I’ve ventured to the heart of the Mekong Delta in a town called Vinh Long. We’ve covered a fair amount of territory in this part of the world travelling in a minibus from Ha Tien to Can Tho and have now spent an afternoon and morning in and around Vinh Long. It’s all about the rivers that cris cross the countryside. Towns are based on river junctions and there’s as many people on the water as there is on land.
There’s plenty of bridges but in some parts of the Delta the bridges can be too far away and the locals rely upon ferries to make river crossings. We hired bikes to ride on an island opposite Vinh Long and managed to experience one first hand. They are fabulous. There’s no time table. Two ferries just go back and forth. Whilst a couple of pedestrians make the journey, the bulk of passengers are one motor scooters. As the ferry nears shore, the locals fire up their bikes like it’s the start of Phillip Island. We witnessed at least four similar operations around Vinh Long and Cai Be. There is a very big bridge that crosses the Mekong some way west of the city, to which Australia contributed 66% of the cost and plenty of the expertise. Doesn’t appear to have dented the support for the Vinh Long bike ferries.

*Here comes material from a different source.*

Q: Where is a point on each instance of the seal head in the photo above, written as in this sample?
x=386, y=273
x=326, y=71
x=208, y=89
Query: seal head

Whilst it isn’t dry, this part of Vietnam is pretty ambivalent to booze. There’s no Bia Hoi and the locals just love their Ca Phes and smoothies, shakes and coffee. The hotels in Can Tho do do cocktails and you can get a beer most places where food is served – but there’s almost no stand alone bars. If you do find yourself in Can Tho, the best place for a beer (333 or Bia Saigon) or cocktail is the rooftop bar of the Kim Tho Hotel. I took in the sun set and my wingman and I were by ourselves. 360 degree reviews can be had, and they’ve conveniently placed high stools all around the rooftop’s edges. No OH&S timidity here. I visited again in the evening and the night time views, particularly of the river and the party boats are quite fine. 12 stories up gives great perspective.